Other supply chain execs agreed.
“The networks collaborating to gain more control and visibility over their largest growing assets strategically makes sense – eventually BVOD and linear TV revenues will flip. They are collectively trying to build a more transparent, premium video ecosystem and something like this has to happen,” said one.
“But I think they will need to adapt it for [first party] data. That will be driven by buyers – and the networks will probably change their minds [and adapt the system to enable first party data-driven buying] if advertisers don’t bite,” said the exec.
“One of their goals is to combat Youtube. The problem is ... it could backfire and push buyers in the other direction.”
'Not a game changer'
However, one industry observer suggested the proposals currently tabled lacked broader ambition, and that if the networks wanted to create a walled garden, they should lay far deeper foundations.
"Networks will tell you this is a massive step forward. I'd say it's an incremental improvement, but not a material change to the way TV ultimately needs to be bought in the modern digital age," he said, suggesting the networks had a "unique opportunity to build one data platform using one data lake and the same methodologies... think about all of those different bodies that have tried and failed to create a universal ID.

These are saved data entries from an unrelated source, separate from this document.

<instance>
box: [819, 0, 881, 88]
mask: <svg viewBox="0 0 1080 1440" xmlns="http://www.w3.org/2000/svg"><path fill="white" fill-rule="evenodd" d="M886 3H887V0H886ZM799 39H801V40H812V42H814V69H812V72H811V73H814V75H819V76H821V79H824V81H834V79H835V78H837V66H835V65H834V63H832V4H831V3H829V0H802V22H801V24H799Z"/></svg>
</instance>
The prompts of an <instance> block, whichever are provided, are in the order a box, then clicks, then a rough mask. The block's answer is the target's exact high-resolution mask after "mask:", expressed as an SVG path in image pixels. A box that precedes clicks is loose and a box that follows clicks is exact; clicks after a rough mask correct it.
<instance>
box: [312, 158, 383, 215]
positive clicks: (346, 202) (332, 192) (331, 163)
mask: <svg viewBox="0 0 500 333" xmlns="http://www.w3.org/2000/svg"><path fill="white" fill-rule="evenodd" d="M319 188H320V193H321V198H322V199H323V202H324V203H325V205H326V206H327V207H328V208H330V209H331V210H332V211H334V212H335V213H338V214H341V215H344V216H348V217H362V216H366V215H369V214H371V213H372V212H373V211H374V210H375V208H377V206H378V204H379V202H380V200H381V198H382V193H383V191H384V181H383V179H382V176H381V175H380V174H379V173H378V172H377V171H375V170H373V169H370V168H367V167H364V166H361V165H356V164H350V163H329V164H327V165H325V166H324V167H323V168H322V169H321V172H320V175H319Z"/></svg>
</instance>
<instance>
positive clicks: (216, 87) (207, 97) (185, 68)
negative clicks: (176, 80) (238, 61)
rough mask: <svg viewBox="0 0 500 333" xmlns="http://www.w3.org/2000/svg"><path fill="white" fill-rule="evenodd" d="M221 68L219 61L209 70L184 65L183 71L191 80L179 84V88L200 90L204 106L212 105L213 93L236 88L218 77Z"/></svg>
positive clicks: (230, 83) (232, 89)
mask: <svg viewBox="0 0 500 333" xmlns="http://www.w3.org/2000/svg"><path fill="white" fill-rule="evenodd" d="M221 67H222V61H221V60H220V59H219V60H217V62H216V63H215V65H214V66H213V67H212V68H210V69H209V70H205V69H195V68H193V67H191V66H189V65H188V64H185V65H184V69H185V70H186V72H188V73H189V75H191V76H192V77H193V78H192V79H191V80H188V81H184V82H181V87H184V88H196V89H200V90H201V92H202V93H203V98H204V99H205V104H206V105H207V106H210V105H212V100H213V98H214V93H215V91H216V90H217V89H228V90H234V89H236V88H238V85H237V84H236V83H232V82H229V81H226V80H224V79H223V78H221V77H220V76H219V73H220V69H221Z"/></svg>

"They should build a walled garden for TV that protects it and sets it up for the future so that it can be bought and traded on real value. If the networks worked together to create one data lake, one CDP and one data platform... that allowed the sales teams to ultimately sell top properties at premiums and the rest programatically to enhance reach and frequency, cap impressions and charge accordingly based on consumer segments developed specifically for the client – then welcome to the twenty first century."